Amazon Books will offer browsers (that’s people, not the software you’re using to view this) the chance to thumb through thousands of titles selected by a mixture of big data algorithms and human curators. The store is designed to be permanent, too, not a pop-up.

“We’ve applied 20 years of online bookselling experience to build a store that integrates the benefits of offline and online book shopping,” Amazon said in its press release. What’s more, book prices in the physical store will be the same as they are online, meaning shoppers won’t have to check out which platform offers the best deal.

Amazon Books will stock books based on user rankings.
Amazon Books will stock books based on user rankings.
Image: Amazon

That could sound like good news for book lovers everywhere, who complained that buying books online and the move to e-books threatened to ruin the long-cherished joy of browsing, buying, and reading physical books.

But Amazon’s move into actual bookstores isn’t good news for Barnes & Noble, the US’s last remaining national chain after Waldenbooks, B. Dalton, and Borders went out of business in recent years. The company reported its fifth consecutive decline in quarterly sales in September, after its efforts to sell books online, in-store, and via its own ebook reader failed to win customers from Amazon.
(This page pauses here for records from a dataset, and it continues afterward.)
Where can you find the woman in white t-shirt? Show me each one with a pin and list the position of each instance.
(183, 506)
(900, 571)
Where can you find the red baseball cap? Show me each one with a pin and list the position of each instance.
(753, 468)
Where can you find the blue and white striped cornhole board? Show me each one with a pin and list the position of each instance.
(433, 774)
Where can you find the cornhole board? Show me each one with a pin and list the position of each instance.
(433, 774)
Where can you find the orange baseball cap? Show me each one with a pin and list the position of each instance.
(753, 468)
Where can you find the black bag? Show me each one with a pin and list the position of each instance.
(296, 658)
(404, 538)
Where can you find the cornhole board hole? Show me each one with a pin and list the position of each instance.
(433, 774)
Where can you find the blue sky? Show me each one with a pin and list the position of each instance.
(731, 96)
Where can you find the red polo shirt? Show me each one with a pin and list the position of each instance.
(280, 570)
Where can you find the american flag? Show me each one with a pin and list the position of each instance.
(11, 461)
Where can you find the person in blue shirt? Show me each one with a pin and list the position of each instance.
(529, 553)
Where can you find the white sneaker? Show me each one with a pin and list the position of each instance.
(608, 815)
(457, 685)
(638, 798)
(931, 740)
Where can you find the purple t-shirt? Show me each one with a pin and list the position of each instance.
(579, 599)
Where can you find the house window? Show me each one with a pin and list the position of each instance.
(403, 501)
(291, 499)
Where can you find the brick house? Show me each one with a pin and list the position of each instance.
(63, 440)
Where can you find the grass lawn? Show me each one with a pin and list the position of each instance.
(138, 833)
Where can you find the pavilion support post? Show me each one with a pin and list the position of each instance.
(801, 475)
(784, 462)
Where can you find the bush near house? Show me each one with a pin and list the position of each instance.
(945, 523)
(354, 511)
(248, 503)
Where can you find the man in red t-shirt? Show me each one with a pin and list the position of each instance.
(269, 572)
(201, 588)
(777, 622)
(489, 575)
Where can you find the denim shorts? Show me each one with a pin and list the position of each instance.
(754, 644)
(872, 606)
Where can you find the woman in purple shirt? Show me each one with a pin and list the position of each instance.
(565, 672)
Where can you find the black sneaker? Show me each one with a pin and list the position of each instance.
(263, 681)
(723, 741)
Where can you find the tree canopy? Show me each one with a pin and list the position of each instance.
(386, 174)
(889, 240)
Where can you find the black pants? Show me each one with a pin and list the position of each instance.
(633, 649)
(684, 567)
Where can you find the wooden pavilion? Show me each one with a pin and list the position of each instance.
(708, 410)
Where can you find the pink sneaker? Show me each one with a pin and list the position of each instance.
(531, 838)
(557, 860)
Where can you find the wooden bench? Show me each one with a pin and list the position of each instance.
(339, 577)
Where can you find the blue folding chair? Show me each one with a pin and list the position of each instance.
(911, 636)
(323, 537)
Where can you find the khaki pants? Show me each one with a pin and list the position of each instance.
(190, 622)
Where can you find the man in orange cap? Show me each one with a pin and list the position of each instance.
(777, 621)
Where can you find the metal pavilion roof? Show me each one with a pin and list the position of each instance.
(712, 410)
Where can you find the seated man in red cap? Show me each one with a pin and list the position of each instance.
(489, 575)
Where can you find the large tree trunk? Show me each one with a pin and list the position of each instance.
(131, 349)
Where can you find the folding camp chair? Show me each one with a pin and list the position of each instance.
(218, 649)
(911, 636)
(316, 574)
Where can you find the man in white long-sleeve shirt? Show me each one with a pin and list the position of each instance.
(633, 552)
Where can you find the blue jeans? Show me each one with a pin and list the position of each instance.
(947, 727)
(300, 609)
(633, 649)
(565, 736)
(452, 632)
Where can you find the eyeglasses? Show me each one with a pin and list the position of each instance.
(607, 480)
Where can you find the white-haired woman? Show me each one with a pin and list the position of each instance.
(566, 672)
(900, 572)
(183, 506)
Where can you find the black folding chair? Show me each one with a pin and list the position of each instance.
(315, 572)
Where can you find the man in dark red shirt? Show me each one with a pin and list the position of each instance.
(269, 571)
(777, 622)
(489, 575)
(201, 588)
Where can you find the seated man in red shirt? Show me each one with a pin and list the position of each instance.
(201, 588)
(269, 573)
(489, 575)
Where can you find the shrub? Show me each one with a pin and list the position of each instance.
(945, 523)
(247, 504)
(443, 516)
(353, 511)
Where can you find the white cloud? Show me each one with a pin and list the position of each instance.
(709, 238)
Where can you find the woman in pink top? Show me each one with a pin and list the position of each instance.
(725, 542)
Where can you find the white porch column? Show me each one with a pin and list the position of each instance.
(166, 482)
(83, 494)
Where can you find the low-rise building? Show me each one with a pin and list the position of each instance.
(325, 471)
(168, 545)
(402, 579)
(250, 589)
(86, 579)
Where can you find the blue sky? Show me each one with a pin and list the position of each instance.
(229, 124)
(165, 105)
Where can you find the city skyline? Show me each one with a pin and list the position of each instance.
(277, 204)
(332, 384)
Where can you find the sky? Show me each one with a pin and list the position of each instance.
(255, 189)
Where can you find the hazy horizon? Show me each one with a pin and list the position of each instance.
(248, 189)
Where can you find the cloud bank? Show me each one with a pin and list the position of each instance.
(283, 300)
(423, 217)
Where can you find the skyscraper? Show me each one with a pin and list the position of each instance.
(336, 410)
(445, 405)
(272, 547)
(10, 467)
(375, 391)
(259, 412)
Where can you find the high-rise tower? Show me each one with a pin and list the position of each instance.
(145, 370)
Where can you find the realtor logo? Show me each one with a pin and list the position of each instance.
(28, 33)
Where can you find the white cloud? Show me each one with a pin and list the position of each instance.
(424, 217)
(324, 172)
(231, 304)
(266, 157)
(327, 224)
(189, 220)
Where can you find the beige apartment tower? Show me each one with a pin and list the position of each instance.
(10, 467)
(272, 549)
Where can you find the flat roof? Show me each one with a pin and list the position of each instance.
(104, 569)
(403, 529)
Barnes & Noble has been closing stores for years. In fact, the new Amazon store will be located in the University Village mall, which used to count Barnes & Noble as its anchor tenant until the chain retailer shut its 46,000 square foot store there in 2011.

Amazon has been experimenting with physical spaces already this year, opening a collection point where buyers can pick up textbooks they ordered online and place orders at an Indiana university. It is rumored to be opening locations where customers can collect online grocery orders, with no products stocked for people to browse or buy.

Amazon Books aims to capitalize on the emerging art of online-to-offline retail. The thousands of books stocked on its shelves will be selected partly by a range of metrics that determine what kind of books will be popular, and each will be accompanied by a user review and its Amazon rating:

User reviews will be featured in-store.
User reviews will be featured in-store.
Image: Amazon

In theory, Amazon could end up subsidizing physical bookstores with the revenue it makes from online sales and the hundreds of other industries it is involved in. Should Amazon Books succeed also, we might not see the death of the bookstore after all, just the monopolization of it.